Journalists also lauded the script, with Kendall labelling the dialogue "perfectly pitched", Dessau calling it "tightly written" and without wastage, and Owen praising the way each character was "delivered into the story at the exact right moment". Brad Newsome, writing for The Sydney Morning Herald (the episode having been shown in Australia on BBC First in 2015), said that the episode was "deftly written", and Venning said the "lean, mean narrative didn't just twist and turn, it folded back upon itself to provide a totally unexpected, profoundly disturbing and deeply satisfying denouement". On The Arts Desk, Lee praised the direction of Kerr, saying that he delivered "a pitch-perfect piece with no character overwritten or line overplayed".

Dean, writing for The Independent, commended the writers' "weaving together of the morbid with the laugh-out loud", and Mike Bradley, writing in The Observer, called the episode "wickedly funny"; similarly, Newsome said the episode displayed "a wicked sense of humour". Dessau concurred on the darkness and quality of humour. Watson was more ambivalent, saying the episode offered "more of a knowing chuckle than an outright belly laugh".
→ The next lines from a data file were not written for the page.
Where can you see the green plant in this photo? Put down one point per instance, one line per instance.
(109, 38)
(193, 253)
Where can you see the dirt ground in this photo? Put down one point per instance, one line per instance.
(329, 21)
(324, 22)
Watson wrote that "the chief joy [of the episode] was the stealthy way the atmospheric story was built up layer by layer". In The Times, Billen described "Sardines" as "a disciplined comedy, but a little bit of discipline, as one of the League's perverts might say, never did anyone any harm". With the exception of the ending, Billen "loved it". A separate review in The Times, however, praised the twist ending; "this isn't just an inspired set-up performed by a stellar cast – it builds to a macabre and horribly imagined climax". Owen was ambivalent about the ending of "Sardines", saying that it "worked very well in terms of narrative, but perhaps it landed with too much softness". Mark Jones, writing in The Guardian, gave a more mixed review overall, describing "Sardines" as a "slow burner, but a decent introduction to a series". Newsome called the episode a "gem of an opener".
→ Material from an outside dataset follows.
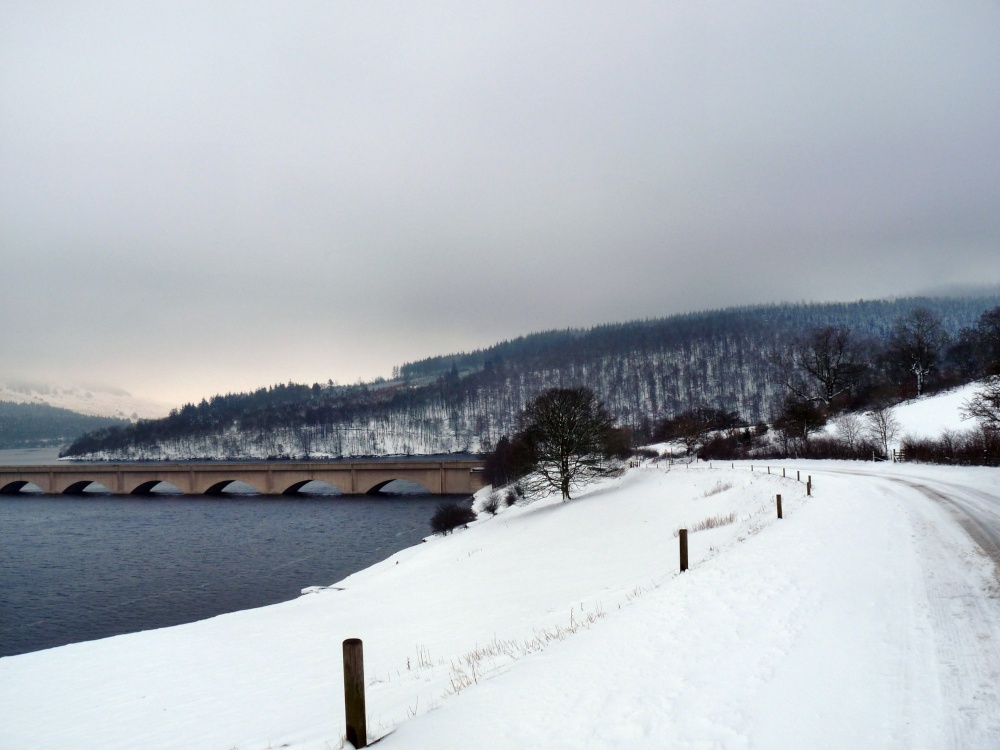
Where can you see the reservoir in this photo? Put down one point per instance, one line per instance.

Retrospective reviews rated the episode as one of Inside No. 9s best. In The Telegraph, it was listed as the seventh best episode of the first 38; the "first episode of all set the bar intimidatingly high", according to Michael Hogan. Writers for Chortle said that Inside No. 9s "very first episode established [it] as something special", ranking "Sardines" as the third best episode of the programme's first 37. In The Guardian, it was listed the third best episode of the first 25, while in i it was listed as the ninth best of the first 24.

===Viewing figures===
On its first showing, "Sardines" was seen by 1.1 million viewers, which was 5.6% of the British audience. This was lower than the premiere of Psychoville, but higher than the audience towards the end of the second series. "Sardines" immediately followed the first episode of the two-part Royal Cousins at War, a BBC documentary. This had stronger viewing figures, with 2 million viewers (8.6% of the audience). Nonetheless, "Sardines" was more highly viewed than is typical for the slot. Despite this strong start for the series, the viewing figures for Inside No. 9 later dipped; the average viewing for the series was 904,000 people, or 4.9% of the audience, lower than the slot average of 970,000 (5.1% of the audience).